Endoftitle42
Lora Ries, (left to right) John Cooper and Gene Hamilton participate in the RNLA policy conference. | Juliette Fairley

GOP lawyers' panel doubt Senate will approve border security legislation

Although the GOP-dominant House of Representatives approved border security legislation with House Resolution 2 last week, a government official believes the Senate is unlikely to follow suit.

Passed on the eve of Title 42’s expiration by a vote of 219-213, the Secure the Border Act increases the number of patrol agents at the U.S.-Mexico border and adds more penalties for migrants who continue to reside in the U.S. after their visas expire, according to media reports.

“We've never seen Congress pass a bill this strong when it comes to enforcing our laws, securing the border, and reducing illegal immigration,” said U.S. House Homeland Security Committee senior adviser John Cooper. “The Senate could take this up but is it going to pass? That certainly doesn't look rosy in terms of outlook, but this is important because it changes the conversation.”

Cooper was among the panelists at the 2023 Republican National Lawyers Association on May 12. The group discussed Title 42 matters on a panel called "Border in Chaos: Enforcement Problems, the End of Title 42, and Other Issues in Immigration Law."

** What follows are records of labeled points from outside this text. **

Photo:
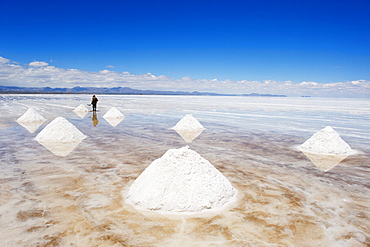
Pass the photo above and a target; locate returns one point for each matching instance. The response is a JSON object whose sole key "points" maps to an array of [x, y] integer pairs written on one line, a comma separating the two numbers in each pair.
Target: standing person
{"points": [[94, 101]]}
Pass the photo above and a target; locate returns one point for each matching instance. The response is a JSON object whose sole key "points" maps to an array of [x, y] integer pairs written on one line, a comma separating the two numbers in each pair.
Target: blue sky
{"points": [[296, 41]]}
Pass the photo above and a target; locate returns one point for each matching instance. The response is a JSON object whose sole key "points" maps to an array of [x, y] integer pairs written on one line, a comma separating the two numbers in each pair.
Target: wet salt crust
{"points": [[60, 130], [81, 108], [181, 181], [188, 122], [113, 113], [326, 142], [31, 116]]}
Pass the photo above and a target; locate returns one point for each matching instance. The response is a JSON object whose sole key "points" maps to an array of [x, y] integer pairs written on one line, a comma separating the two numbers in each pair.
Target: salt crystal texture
{"points": [[327, 142], [81, 108], [188, 122], [181, 181], [60, 130], [113, 113], [31, 116]]}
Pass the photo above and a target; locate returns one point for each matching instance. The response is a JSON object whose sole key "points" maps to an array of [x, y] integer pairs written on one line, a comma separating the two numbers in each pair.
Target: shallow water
{"points": [[283, 198]]}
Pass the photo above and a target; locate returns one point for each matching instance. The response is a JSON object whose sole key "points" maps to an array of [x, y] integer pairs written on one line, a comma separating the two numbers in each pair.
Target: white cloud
{"points": [[37, 64], [41, 74]]}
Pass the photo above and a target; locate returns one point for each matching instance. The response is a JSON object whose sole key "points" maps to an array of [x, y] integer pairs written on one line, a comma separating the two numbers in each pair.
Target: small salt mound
{"points": [[31, 116], [327, 142], [113, 113], [60, 130], [181, 181], [81, 108], [188, 122]]}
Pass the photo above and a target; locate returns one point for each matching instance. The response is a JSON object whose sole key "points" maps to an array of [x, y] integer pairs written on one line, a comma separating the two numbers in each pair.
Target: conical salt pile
{"points": [[188, 122], [81, 108], [60, 130], [113, 113], [326, 141], [31, 116], [181, 181]]}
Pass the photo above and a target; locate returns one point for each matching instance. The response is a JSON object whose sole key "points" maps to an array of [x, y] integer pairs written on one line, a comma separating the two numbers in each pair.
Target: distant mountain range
{"points": [[114, 90]]}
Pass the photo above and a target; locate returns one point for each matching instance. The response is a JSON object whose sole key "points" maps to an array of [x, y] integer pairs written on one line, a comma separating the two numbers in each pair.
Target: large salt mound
{"points": [[327, 142], [81, 108], [60, 130], [113, 113], [31, 116], [188, 122], [181, 181]]}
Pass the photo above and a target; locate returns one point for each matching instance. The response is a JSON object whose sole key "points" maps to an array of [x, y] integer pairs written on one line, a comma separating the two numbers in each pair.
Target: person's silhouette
{"points": [[94, 102]]}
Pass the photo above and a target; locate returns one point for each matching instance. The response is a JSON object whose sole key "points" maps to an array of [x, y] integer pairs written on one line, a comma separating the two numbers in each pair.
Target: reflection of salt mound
{"points": [[31, 120], [325, 162], [180, 181], [326, 141], [31, 116], [60, 137], [81, 108], [188, 122], [113, 113], [113, 116], [81, 111]]}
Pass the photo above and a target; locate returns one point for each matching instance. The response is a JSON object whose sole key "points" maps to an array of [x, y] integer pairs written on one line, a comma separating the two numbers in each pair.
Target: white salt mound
{"points": [[327, 142], [113, 113], [81, 108], [60, 130], [181, 181], [31, 116], [188, 122]]}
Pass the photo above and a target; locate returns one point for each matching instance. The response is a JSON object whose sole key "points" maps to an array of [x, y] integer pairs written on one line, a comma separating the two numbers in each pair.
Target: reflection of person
{"points": [[95, 119], [94, 101]]}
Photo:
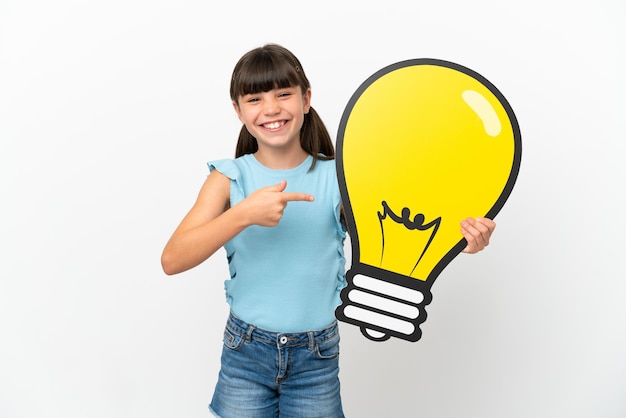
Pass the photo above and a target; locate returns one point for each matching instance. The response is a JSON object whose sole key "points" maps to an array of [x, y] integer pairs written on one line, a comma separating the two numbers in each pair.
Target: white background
{"points": [[109, 111]]}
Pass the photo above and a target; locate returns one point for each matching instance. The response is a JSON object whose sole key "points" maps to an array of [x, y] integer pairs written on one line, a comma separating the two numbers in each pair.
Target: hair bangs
{"points": [[263, 71]]}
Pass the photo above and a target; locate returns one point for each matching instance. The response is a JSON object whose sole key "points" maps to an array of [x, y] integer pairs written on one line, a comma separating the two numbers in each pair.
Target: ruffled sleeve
{"points": [[229, 168]]}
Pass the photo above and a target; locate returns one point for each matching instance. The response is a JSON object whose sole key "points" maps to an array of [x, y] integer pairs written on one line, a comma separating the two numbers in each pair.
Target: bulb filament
{"points": [[418, 222]]}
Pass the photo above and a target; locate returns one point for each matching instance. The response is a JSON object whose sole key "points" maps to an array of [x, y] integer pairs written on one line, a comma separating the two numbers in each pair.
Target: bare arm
{"points": [[208, 226]]}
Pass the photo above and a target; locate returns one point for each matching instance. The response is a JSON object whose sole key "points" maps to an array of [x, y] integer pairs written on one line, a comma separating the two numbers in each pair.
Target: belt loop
{"points": [[249, 332], [311, 340]]}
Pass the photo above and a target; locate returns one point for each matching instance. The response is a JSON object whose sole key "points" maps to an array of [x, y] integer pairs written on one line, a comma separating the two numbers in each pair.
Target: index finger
{"points": [[297, 196]]}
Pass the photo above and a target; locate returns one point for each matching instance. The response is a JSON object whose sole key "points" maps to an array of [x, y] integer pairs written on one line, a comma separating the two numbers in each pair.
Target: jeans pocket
{"points": [[327, 349], [232, 339]]}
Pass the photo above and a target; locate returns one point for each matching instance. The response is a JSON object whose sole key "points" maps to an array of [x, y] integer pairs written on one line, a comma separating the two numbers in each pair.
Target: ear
{"points": [[237, 110], [306, 98]]}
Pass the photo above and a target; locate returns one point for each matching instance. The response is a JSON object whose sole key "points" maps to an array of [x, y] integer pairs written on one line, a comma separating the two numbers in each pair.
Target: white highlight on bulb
{"points": [[484, 110]]}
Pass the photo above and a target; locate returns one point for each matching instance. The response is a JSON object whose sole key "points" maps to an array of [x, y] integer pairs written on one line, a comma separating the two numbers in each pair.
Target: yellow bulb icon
{"points": [[422, 145]]}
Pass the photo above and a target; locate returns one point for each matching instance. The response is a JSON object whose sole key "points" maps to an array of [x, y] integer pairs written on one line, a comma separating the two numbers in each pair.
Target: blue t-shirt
{"points": [[287, 278]]}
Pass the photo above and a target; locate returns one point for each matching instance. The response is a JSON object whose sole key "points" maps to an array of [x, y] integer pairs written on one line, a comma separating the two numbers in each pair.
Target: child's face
{"points": [[274, 117]]}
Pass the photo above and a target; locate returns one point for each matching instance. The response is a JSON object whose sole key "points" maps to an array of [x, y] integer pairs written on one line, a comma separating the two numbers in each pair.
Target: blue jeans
{"points": [[269, 374]]}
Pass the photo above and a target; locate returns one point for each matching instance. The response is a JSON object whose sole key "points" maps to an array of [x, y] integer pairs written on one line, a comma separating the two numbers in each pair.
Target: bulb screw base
{"points": [[384, 303]]}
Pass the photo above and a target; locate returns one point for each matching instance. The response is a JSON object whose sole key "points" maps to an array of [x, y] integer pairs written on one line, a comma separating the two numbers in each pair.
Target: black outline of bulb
{"points": [[407, 293]]}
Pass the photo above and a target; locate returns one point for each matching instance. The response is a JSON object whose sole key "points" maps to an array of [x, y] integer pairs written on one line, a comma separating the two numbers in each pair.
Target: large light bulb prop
{"points": [[422, 145]]}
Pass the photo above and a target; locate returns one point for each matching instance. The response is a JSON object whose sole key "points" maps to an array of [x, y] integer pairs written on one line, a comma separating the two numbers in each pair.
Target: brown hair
{"points": [[270, 67]]}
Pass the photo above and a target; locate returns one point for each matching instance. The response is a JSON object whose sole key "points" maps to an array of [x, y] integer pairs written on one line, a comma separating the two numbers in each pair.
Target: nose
{"points": [[271, 106]]}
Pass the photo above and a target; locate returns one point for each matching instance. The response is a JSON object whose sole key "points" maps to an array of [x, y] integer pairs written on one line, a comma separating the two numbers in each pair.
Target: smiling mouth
{"points": [[274, 125]]}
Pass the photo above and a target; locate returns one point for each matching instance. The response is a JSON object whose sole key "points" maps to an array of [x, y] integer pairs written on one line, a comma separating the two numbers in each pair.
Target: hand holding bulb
{"points": [[477, 232], [431, 127]]}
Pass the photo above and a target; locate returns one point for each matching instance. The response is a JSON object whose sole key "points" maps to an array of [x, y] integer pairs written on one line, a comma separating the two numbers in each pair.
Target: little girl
{"points": [[276, 210]]}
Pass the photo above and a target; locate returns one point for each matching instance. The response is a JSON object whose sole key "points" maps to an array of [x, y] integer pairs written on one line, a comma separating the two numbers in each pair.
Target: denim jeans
{"points": [[269, 374]]}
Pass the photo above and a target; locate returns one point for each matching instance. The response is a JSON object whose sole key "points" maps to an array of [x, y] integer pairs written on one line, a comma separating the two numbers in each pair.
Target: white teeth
{"points": [[274, 125]]}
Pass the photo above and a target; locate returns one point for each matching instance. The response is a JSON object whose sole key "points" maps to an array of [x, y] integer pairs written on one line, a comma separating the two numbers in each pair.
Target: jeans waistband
{"points": [[284, 339]]}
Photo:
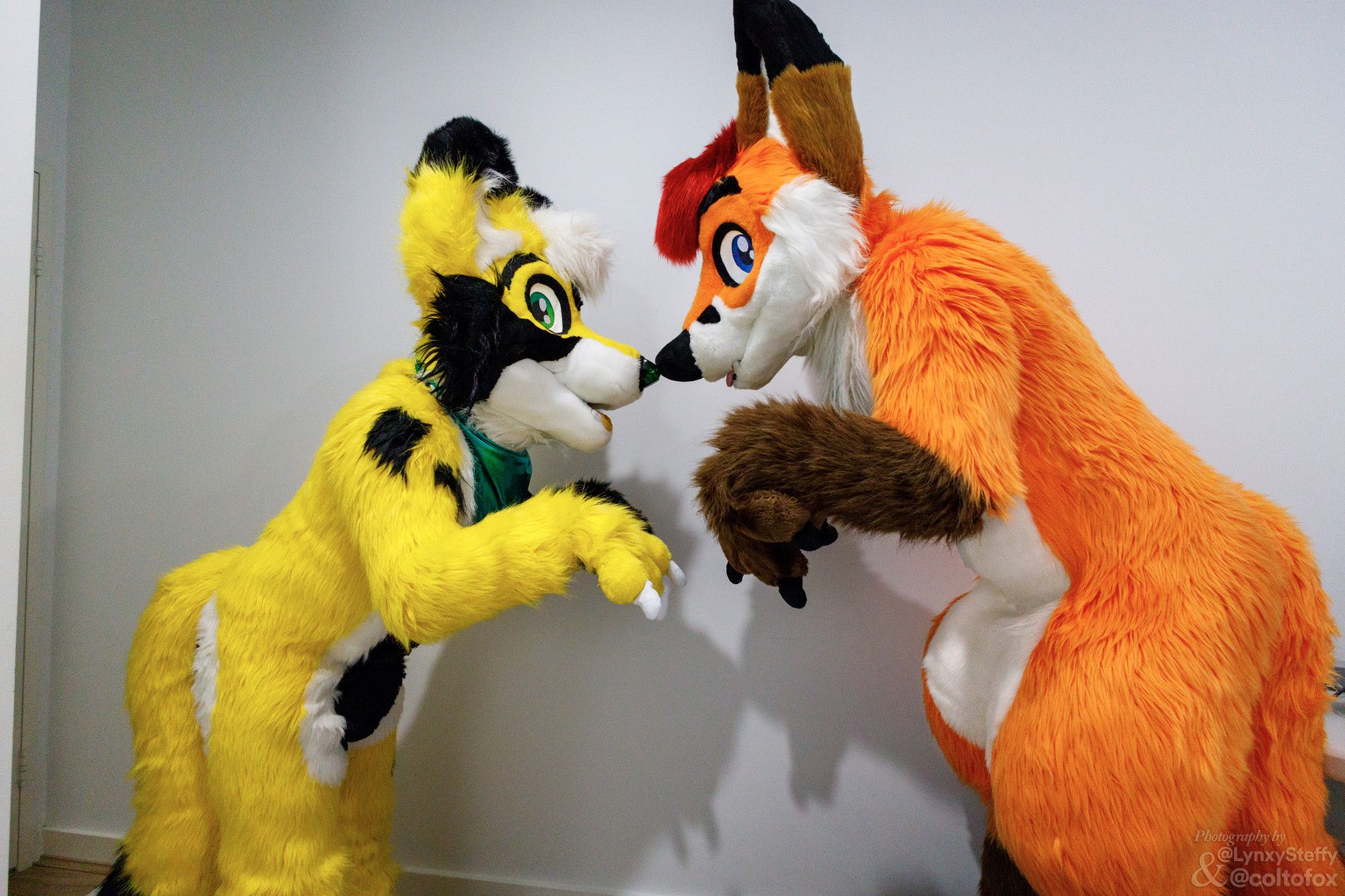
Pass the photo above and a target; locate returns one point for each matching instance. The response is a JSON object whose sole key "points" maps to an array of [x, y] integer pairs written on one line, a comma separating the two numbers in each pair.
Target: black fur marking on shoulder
{"points": [[446, 478], [369, 689], [782, 33], [393, 438], [469, 143], [118, 883], [603, 491], [720, 189], [512, 267], [473, 337]]}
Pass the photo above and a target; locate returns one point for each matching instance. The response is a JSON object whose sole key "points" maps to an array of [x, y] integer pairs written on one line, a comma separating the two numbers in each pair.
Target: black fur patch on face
{"points": [[369, 689], [603, 491], [118, 883], [513, 266], [473, 337], [478, 150], [393, 438], [723, 188], [781, 34], [446, 478]]}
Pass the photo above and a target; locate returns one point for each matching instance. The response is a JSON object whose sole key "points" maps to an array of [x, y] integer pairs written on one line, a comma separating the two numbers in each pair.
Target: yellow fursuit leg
{"points": [[367, 815], [279, 831], [171, 845]]}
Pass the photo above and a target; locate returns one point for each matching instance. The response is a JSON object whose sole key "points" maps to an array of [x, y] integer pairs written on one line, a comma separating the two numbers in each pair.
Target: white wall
{"points": [[235, 186], [50, 161], [18, 106]]}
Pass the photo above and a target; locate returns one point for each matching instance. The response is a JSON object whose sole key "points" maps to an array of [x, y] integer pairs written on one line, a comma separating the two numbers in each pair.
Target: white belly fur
{"points": [[977, 657]]}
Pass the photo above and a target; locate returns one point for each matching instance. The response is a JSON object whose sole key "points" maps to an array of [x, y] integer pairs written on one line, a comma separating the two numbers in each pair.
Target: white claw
{"points": [[650, 602]]}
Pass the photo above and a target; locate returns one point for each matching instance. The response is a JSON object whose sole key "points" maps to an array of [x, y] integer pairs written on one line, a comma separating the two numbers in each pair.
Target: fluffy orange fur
{"points": [[1176, 697], [1179, 688]]}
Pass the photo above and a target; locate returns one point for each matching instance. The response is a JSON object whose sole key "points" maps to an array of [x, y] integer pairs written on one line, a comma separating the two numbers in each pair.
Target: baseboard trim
{"points": [[95, 846]]}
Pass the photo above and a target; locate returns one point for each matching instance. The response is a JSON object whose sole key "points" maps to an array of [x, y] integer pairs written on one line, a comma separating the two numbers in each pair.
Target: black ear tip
{"points": [[469, 143]]}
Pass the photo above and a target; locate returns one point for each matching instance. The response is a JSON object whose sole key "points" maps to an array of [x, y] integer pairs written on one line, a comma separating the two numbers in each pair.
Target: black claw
{"points": [[793, 592], [808, 538]]}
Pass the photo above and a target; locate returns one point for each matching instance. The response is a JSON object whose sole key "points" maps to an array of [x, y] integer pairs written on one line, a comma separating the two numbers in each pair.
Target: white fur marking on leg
{"points": [[977, 658], [322, 728], [205, 667]]}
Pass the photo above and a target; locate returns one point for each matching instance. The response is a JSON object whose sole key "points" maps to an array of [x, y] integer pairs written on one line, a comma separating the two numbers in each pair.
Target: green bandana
{"points": [[500, 477]]}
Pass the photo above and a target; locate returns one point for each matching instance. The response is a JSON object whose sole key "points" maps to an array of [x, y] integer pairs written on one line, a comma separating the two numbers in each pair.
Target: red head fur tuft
{"points": [[684, 188]]}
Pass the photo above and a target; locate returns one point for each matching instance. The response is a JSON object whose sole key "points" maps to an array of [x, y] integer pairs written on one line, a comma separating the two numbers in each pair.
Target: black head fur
{"points": [[467, 143], [471, 337], [778, 34]]}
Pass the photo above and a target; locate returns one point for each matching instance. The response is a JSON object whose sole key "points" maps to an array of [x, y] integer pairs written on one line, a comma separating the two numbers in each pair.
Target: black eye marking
{"points": [[446, 478], [392, 440], [513, 266], [726, 188], [471, 337]]}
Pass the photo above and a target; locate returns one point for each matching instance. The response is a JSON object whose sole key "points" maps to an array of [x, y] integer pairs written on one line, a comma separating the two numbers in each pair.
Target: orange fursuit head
{"points": [[1139, 677]]}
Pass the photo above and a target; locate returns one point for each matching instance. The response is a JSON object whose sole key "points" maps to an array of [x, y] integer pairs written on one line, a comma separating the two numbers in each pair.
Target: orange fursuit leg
{"points": [[1000, 876], [1278, 844]]}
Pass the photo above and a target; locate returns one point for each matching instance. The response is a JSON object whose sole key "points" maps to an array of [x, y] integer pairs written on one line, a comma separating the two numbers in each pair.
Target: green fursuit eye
{"points": [[543, 310], [547, 304]]}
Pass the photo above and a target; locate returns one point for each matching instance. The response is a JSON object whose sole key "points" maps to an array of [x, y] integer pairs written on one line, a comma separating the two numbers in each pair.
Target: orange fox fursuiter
{"points": [[1141, 666]]}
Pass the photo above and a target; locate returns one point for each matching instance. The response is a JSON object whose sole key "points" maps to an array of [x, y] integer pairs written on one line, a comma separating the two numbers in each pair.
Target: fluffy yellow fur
{"points": [[353, 540], [244, 813]]}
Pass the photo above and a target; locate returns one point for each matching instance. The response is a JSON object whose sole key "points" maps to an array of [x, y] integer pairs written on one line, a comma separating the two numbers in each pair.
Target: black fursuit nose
{"points": [[676, 360]]}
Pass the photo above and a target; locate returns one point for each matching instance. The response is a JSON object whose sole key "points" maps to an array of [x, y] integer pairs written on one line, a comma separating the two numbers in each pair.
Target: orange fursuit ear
{"points": [[684, 188]]}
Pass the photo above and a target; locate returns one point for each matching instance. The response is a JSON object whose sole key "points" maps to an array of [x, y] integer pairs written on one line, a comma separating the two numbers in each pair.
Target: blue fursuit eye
{"points": [[734, 255]]}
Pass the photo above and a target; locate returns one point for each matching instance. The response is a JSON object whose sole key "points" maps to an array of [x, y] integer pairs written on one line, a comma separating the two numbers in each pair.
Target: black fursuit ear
{"points": [[474, 147]]}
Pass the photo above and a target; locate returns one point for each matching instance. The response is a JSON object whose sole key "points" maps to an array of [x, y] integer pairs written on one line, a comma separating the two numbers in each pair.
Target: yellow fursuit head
{"points": [[264, 682]]}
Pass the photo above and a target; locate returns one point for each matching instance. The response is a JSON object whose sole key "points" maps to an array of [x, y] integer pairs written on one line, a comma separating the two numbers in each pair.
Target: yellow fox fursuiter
{"points": [[1139, 676], [264, 681]]}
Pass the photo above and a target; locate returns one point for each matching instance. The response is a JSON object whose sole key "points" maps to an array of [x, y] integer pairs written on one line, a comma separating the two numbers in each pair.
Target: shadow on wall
{"points": [[535, 744]]}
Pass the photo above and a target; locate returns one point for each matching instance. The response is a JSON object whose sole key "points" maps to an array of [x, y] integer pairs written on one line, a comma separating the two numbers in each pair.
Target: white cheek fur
{"points": [[599, 374], [719, 346], [531, 405], [817, 253]]}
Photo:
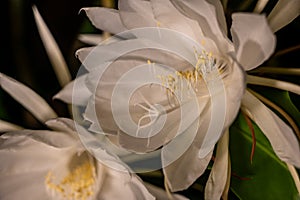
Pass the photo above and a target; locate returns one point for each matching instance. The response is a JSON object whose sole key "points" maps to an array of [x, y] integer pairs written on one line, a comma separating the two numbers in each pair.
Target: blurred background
{"points": [[24, 58]]}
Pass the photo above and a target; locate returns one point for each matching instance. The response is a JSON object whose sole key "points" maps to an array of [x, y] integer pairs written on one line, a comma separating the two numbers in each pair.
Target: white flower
{"points": [[41, 164], [252, 43]]}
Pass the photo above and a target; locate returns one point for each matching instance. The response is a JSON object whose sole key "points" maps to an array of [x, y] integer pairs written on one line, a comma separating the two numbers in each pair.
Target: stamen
{"points": [[78, 184], [207, 67]]}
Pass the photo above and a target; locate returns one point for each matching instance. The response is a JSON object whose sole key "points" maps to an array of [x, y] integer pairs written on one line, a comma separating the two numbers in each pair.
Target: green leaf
{"points": [[283, 100], [267, 178]]}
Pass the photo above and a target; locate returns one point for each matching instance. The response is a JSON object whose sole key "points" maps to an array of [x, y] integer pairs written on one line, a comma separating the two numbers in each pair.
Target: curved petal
{"points": [[62, 124], [80, 97], [55, 56], [6, 126], [256, 80], [28, 98], [181, 173], [210, 17], [168, 16], [253, 39], [130, 185], [51, 138], [161, 194], [218, 175], [281, 137], [283, 13], [22, 152], [105, 19], [25, 186], [136, 14], [91, 39]]}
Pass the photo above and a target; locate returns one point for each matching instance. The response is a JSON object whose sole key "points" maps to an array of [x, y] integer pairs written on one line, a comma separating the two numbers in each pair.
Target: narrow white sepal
{"points": [[255, 80], [280, 135], [55, 56], [218, 176], [6, 126], [283, 13], [27, 98]]}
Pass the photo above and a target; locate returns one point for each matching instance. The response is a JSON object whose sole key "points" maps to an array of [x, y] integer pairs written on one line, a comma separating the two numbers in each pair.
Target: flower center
{"points": [[207, 68], [78, 184]]}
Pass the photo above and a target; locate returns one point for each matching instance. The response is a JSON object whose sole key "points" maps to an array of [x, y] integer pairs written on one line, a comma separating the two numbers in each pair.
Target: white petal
{"points": [[92, 39], [27, 186], [161, 194], [128, 185], [51, 138], [28, 98], [24, 153], [281, 136], [62, 124], [210, 17], [136, 14], [181, 173], [260, 5], [283, 13], [105, 19], [253, 39], [98, 149], [291, 87], [55, 56], [6, 126], [75, 92], [168, 16], [184, 171], [218, 175]]}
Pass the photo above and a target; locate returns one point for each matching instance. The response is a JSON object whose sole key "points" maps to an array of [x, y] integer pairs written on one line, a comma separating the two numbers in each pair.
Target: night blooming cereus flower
{"points": [[53, 164], [169, 84], [41, 164]]}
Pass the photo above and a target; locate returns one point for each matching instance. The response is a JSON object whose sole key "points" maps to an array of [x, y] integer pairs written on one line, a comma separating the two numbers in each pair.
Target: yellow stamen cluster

“HR 2 says that the United States is not going to allow any administration to just randomly flout the law and make it up as they go along,” Cooper told the group of GOP attorneys. “We're going to interpret it this way that makes it very clear that this is what we believe, this is what the law says and you have to follow it.”

Other panelists included Lora Ries, director of the Border Security and Immigration Center at The Heritage Foundation, and America First Legal vice president and general counsel Gene Hamilton.

“What this means is increased crowding in schools,” Hamilton said. “Given the numbers of unaccompanied alien children, your public school district and your state will have to increase funding for English as a second language (ESL). I hope the school district has money for that and I hope they're able to do ESL in a way that doesn't detract from your own children's education.”

In addition to education, the panelists discussed how a mass influx of migrants will affect the labor market, wages, congressional districts and law enforcement.

“What this influx does is depress wages for American citizens who are already here,” Hamilton added. “The people who suffer the most from open borders are people in the inner cities and people in rural America who are competing for the same types of positions, which are low-skill and low-wage positions. It's completely contrary to the national interest to have this number of people flooding into the country unchecked and unmitigated.”

Maintaining an open border is all about power and calculating that migrants will vote Democratic, according to Ries.

“It’s also about apportionment in Congress,” she said. “The Democrats were successful in keeping off of the U.S. census, the U.S. citizenship question. Everybody gets accounted for in the census and that goes to draw congressional districts. 

"You have districts in California that should not exist because they include people who aren't citizens and other states should have additional congressional districts because it's kind of a zero-sum game,” Ries added.